Rien ne ressemble plus a la vie qu’un citron. Dans sa vie de femme pressée (comme l’agrume), « Bree » (vous vous souvenez de Bree ?) a pris le temps d’en ramasser dans son jardin. Un gros sac. Un sac énorme pour que je puisse faire mes citrons confits. Je les ai mis en bocaux, il a deux jours, avec Nicolas.
 


Mise à nu…


J’ai envie de vous reparler de Nicolas. La semaine dernière, quand Sandrine m’a amené ses masques faits main, j’en ai gardé un pour lui. Je l’ai choisi à cause des motifs sur le tissu bleu nuit. Des étoiles.
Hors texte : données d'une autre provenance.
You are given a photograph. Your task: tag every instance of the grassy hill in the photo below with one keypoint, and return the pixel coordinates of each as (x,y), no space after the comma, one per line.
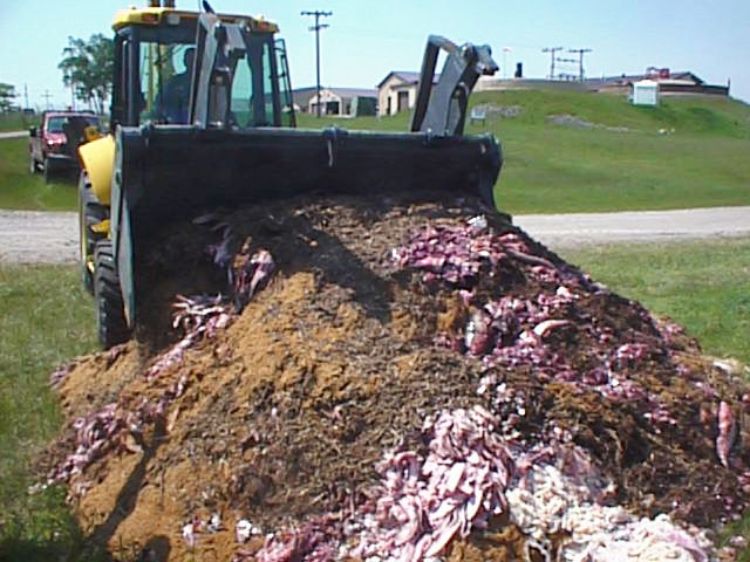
(564,152)
(609,155)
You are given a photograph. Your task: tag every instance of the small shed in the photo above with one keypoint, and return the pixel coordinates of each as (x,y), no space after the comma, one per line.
(344,102)
(645,92)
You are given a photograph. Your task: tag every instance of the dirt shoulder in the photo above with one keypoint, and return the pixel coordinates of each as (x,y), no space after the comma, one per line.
(38,237)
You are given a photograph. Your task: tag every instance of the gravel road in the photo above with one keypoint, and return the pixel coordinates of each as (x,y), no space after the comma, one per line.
(34,237)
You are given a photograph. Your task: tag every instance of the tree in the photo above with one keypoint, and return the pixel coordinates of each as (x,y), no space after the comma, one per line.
(7,95)
(88,67)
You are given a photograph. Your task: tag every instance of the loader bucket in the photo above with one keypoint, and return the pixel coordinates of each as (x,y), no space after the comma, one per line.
(168,173)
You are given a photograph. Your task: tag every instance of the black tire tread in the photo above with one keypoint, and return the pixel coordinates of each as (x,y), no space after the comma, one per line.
(91,212)
(112,327)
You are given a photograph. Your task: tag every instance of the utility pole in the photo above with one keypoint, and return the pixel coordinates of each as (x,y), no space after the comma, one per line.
(316,28)
(506,50)
(580,60)
(552,51)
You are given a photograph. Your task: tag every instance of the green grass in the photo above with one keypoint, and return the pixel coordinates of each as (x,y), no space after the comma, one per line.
(556,169)
(704,286)
(19,189)
(45,319)
(549,168)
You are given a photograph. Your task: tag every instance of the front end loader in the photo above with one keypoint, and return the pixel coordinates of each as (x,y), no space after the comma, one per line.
(238,145)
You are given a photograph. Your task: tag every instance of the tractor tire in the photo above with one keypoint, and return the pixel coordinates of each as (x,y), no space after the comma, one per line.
(112,328)
(90,213)
(47,171)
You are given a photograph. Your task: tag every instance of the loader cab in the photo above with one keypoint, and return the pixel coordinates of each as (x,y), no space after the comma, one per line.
(153,80)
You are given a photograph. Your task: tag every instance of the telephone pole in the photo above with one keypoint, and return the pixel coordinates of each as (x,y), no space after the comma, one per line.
(552,51)
(580,60)
(317,14)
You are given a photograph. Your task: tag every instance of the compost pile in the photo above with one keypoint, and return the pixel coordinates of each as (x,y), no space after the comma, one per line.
(396,379)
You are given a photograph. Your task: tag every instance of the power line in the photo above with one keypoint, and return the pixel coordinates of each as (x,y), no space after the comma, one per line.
(580,60)
(552,51)
(316,28)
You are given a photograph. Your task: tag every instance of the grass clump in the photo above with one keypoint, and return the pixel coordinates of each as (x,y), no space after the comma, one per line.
(704,286)
(19,189)
(45,319)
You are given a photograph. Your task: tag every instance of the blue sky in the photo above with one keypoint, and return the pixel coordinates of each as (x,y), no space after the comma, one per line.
(368,39)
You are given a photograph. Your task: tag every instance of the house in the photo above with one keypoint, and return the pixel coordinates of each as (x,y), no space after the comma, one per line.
(668,83)
(398,91)
(339,102)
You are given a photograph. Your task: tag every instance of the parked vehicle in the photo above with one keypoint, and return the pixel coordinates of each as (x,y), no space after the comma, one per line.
(53,145)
Quand il est passé à la maison, je lui ai dit « tiens, comme ça, quand tu me regarderas, j’aurai des étoiles plein les yeux ». Il y a souri. Son sourire est un bon fil conducteur. Le lendemain d’un jour où j’avais vu un peu de tristesse dans son regard, je lui avais envoyé un message au réveil, « ça va mieux le coup de calgon ? ». Il m’a avoué, plus tard, avoir cherché la signification de l’expression, il ne la connaissait pas. Il a répondu, « je l’ai laissé en rayon ».

J’aime bien ses répartis. L’autre matin, je lui ai fait suivre une série de photos de mon chat dormant dans différentes positions. J’ai demandé, « toi aussi tu dors comme ça ? ». Le retour n’a pas tardé, « oui, pareil, à poil ». Il m’a fait rire. Il est simple à vivre Nicolas. Nu de tout ce qui n’est pas essentiel en fait.

Samedi dernier (mais c’était peut-être un autre jour, je les confonds tous), il est parti jusqu’à la halle au poisson, il avait envie de frais, de marin… besoin d’air aussi. Je vois un peu plus de noir sous ces yeux ces derniers temps. Dans l’après-midi, il est monté avec une coupelle. Il avait fait cuire les «chutes » de poisson pour mon chat. A aucun moment, il ne m’a dit, « je vais cuisiner pour toi », mais il l’a fait. Au dîner, j’ai eu droit à du poisson au four (agrémenté de citron) avec du riz aux champignons.

On s’est dit qu’on était heureux de s’être trouvés, dans cette situation. On s’est dit cela en pensant aux personnes qui le vivaient seules, ce confinement. Seules dans un quotidien, parce que, pour le reste, il y a les réseaux sociaux et le téléphone.

 
 

Petit piment de vie…


Il faut nous voir lancés dans nos expériences culinaires avec Nicolas. Un soir, il a fait une salade avec plein d’ingrédients dedans. Elle était fraîche cette salade mais un peu fade. Alors, on a sorti tous les aromates et épices de la maison pour faire des tests. Lui a divisé ce qu’il avait dans l’assiette en plusieurs parts, agrémentant chacune d’elles de manière différente pour comparer. A la fin, on a retenu le plus savoureux mélange (il y a eu consensus de goûts) pour la prochaine fois.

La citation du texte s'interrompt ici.